Luhan göğsünde uyuyan gökkuşağını izliyordu. Ona ilkini vermişti. İlkini almıştı. Bedenleri ve ruhları bir olmuştu. Onunla olduğu için pişmandı. Kendini tutamamıştı. Ayrılık yakınken ona sahip olması kendini korkunç hissetirmekten başka bir şeye yaramıyordu.

O gittiğinde Sehun dağılacaktı. Tıpkı kendi gibi. Üstelik eğer başaramaz ve geri dönemezse gökkuşağı ondan nefret edecekti. Ama Luhan asla onu unutmayacaktı. Biliyordu.

Bile bile hem kendini hem bu masum çocuğu ateşe atmıştı. Geri dönmek zorundaydı. Herşeyi sessiz sedasız çözüme kavuşturup geri dönmesi gerekiyordu. Sehun'suz yapamazdı. Diri diri mezara girecekti.

Sehun yavaş yavaş gözlerini araladığında ona sulu gözlerle bakan Luhan'ı gördü. Sehun panik oldu. Luhan ondan ve vücudundan nefret mi etmişti yoksa? Kendisininde gözlerinin dolduğunu hissetti. "Gökkuşağım ne oldu? Canın mı yanıyor? Ağrın mı var?"

Bordo saçlının telaşlı sesi onu daha da üzmüştü. " Ben.. Yani benim vücudum güzel değil. Sen mutlu olmadın değil mi?" Şu anda hem utancı hem üzüntüyü aynı anda hissediyordu.

Luhan kalbinin ortasındaki sancıyla dondu. Sehun bunları nasıl düşünebilirdi ki? "Böyle şeyler söyleme asla Sehun. Sen o kadar güzelsin ki, bu aklımı başımdan aldı. Herşeyin o kadar kusursuz ki kalbimin duracağından korktum. " Siyah saçlı çocuğun kokusunu içine çekip iyice sarıldı.

Sehun duyduklarıyla dünyanın en mutlu insanı olmuştu. Luhan onu bu haliyle kabul etmişti. Kendini hiç bir zaman beğenmemişti ama Luhan onu sevmişti. Bu onun için çok özeldi.
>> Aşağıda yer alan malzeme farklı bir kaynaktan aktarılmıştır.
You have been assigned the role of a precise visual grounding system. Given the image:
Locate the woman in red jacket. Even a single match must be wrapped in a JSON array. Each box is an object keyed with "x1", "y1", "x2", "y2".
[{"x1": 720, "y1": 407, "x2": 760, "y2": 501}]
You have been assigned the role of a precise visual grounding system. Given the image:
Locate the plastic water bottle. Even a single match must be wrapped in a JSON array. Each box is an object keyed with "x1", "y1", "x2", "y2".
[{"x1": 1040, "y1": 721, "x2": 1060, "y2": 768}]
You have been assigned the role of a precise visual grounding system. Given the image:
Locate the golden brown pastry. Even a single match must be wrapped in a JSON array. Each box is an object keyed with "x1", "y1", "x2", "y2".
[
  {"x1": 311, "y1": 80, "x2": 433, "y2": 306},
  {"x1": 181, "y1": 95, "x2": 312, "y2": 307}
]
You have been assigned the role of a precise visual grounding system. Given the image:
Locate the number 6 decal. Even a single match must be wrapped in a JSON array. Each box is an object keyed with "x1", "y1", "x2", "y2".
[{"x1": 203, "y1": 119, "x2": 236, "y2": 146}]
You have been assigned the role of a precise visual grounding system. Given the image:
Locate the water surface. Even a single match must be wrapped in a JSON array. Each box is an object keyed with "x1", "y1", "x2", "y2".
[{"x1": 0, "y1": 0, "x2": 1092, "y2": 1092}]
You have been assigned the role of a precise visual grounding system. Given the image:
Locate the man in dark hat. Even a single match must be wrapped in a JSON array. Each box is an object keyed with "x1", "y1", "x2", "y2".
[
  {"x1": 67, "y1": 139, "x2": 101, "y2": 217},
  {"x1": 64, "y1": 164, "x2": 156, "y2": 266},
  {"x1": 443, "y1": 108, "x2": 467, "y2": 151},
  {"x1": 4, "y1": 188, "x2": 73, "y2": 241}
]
Hiç pişman değildi.Luhan'a ilkini verdiği için mutluydu. Sehun inanıyordu, Luhan doğru insandı. On yedi yaşındaki minik yüreği bunu hissediyordu.
Yanlış olan ise başkalarıydı. Sehun bilmiyordu. Sadece seviyordu herkes gibi. Sevdiğine güveniyordu. İnanıyordu ellerinin asla ayrılmayacağına.
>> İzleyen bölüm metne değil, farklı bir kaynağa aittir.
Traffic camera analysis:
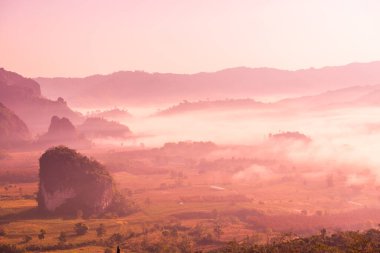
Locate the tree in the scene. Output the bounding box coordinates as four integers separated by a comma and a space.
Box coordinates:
38, 229, 46, 240
96, 223, 106, 237
23, 235, 33, 243
0, 228, 7, 236
58, 232, 67, 244
104, 248, 113, 253
74, 222, 88, 235
214, 222, 223, 240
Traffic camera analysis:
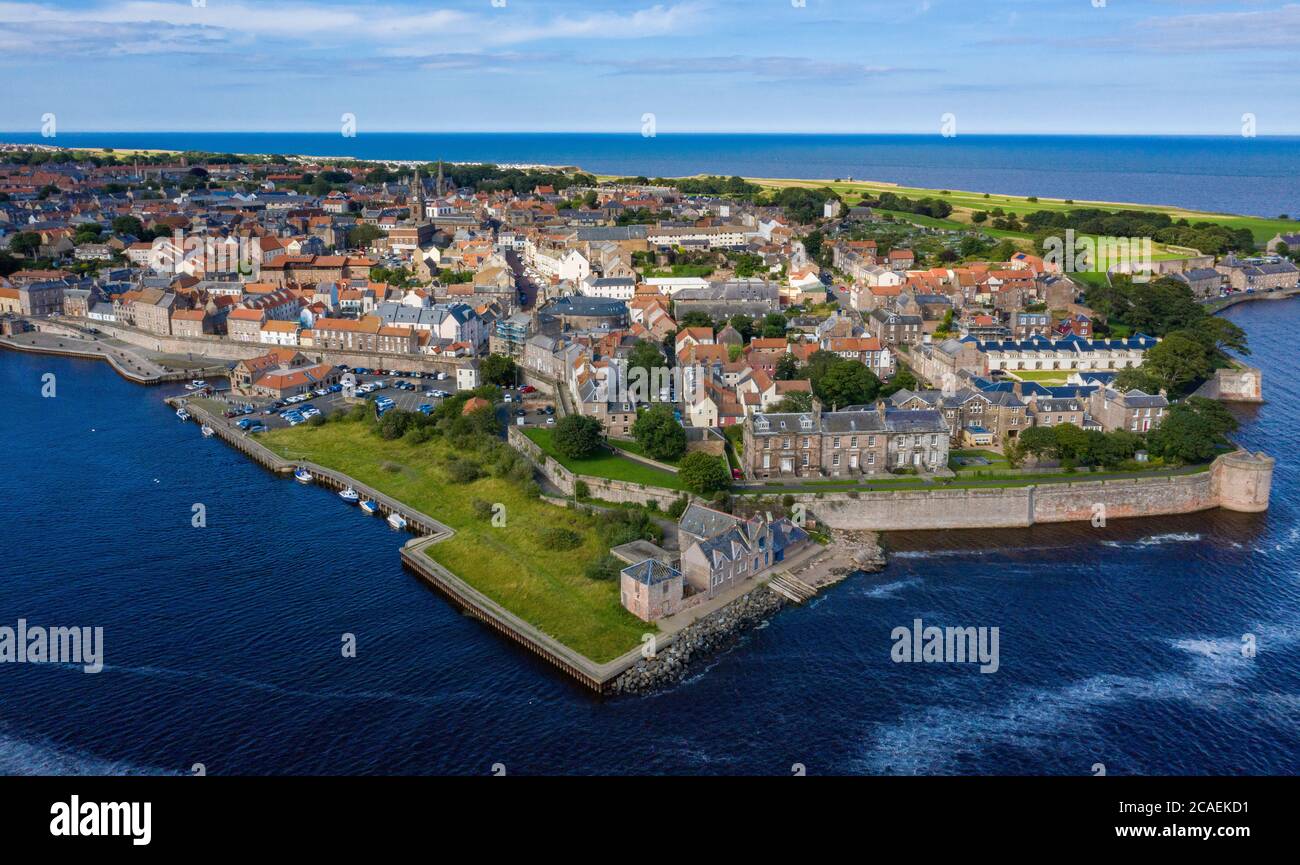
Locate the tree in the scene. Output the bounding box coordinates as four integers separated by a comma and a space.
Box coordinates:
348, 222, 384, 248
9, 232, 40, 256
628, 339, 663, 382
677, 450, 731, 496
1115, 367, 1161, 393
763, 312, 789, 339
1196, 315, 1251, 358
1147, 397, 1236, 463
813, 358, 880, 408
553, 415, 605, 459
478, 354, 519, 388
632, 402, 686, 462
113, 216, 144, 237
1052, 424, 1092, 463
1143, 330, 1214, 394
876, 364, 920, 397
1017, 427, 1056, 459
776, 354, 800, 381
771, 390, 813, 414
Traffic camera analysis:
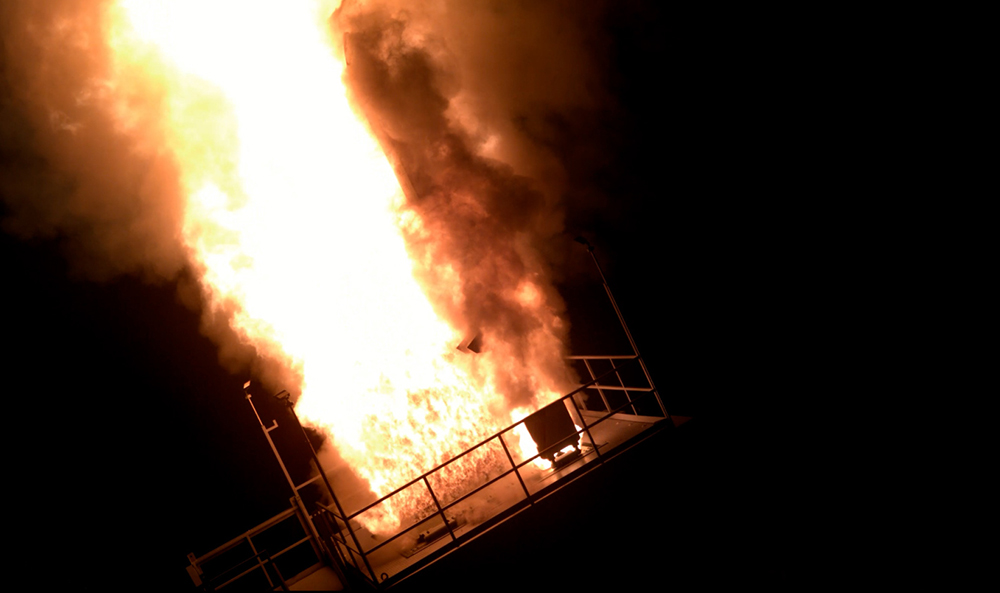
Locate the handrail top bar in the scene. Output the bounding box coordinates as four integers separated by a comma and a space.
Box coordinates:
347, 356, 638, 520
587, 385, 655, 391
195, 507, 295, 564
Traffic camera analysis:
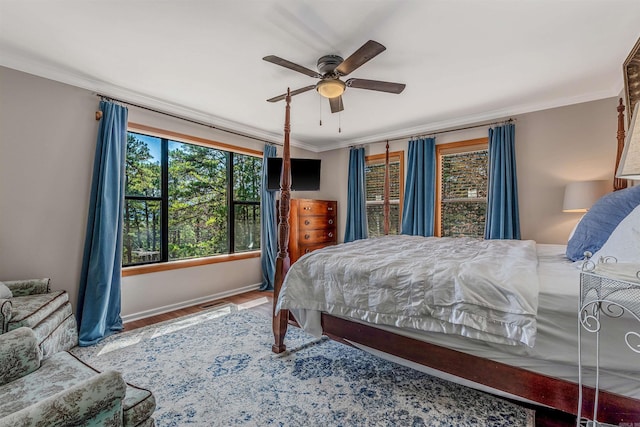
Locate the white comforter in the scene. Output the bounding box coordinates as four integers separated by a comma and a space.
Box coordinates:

"Luhan bence duş alsak iyi olur." Yüzü kızarırken söyledi. Ortalık çok dağınıktı. Annesi gelmeden bi an evvel toparlanmalıydılar.

"Alalım sevgilim." Sehun Luhan'ın ona sevgilim demesinden dolayı daha çok  kızardı. Luhan ise onun utangaç haline gülümsedi ve yanaklarından, burnundan, gözlerinden kısacası yüzünün her bir santimini özenle öptü.

  Saat çoktan öğleden sonra dört olduğunda ikili daha yeni kahvaltılarını yapıyorlardı. Luhan gökkuşağına banyo yapması konusunda yardımcı olmuştu. Siyah saçlı çocuğun acı çektiği o kadar çok belliydiki kendisinden bir kere daha nefret etti. Ne olursa olsun ona acı vermek istemiyordu.

Sehun ise hala ağrısı olduğu için sandalye tepesinde otururken zorluk çekiyordu. Akşam anne ve babası geldiğinde ne yapacağını düşünüyordu kara kara.

Luhan dalgın çocuğu süzdü. "Ne düşünüyor benim gökkuşağım?" Sehun ondan gelen soruyla yine kızarırken "Akşam babam ve annem anlayabilirler yani.'' dedi. Çok feci kızarmıştı. 

 ''Oh.. Haklısın bende mi kalsan acaba? Hem ben bu bir haftayı birlikte geçirebiliriz.'' Luhan'ın çocuksu heyecanıyla siyah saçlı çocuk kıkırdadı. Ama aklına Luhan'ın bir hafta sonra gideceği gelince üzülmeden de edemedi. Gitmesini istemiyordu ki. 

  Luhan onun pamuk gibi beyaz ve yumuşacık olan ellerini tuttuğunda ''Bizimkiler izin vermez Luhan. Hem babam sana minicik tepkili.'' diğer elinin baş ve işaret parmaklarını birleştirip birazcık işareti yaparak söyledi. ''Bir şekilde izin alabilseydik güzel olurdu.'' Luhan bu sefer dudaklarını büzdü. Bay Yifanın ondan hiç haz etmediğini biliyordu. Eh adam haksızda değil. 'Bu olanları duysa beni öldürüdü kesin.' diye geçirdi içinden.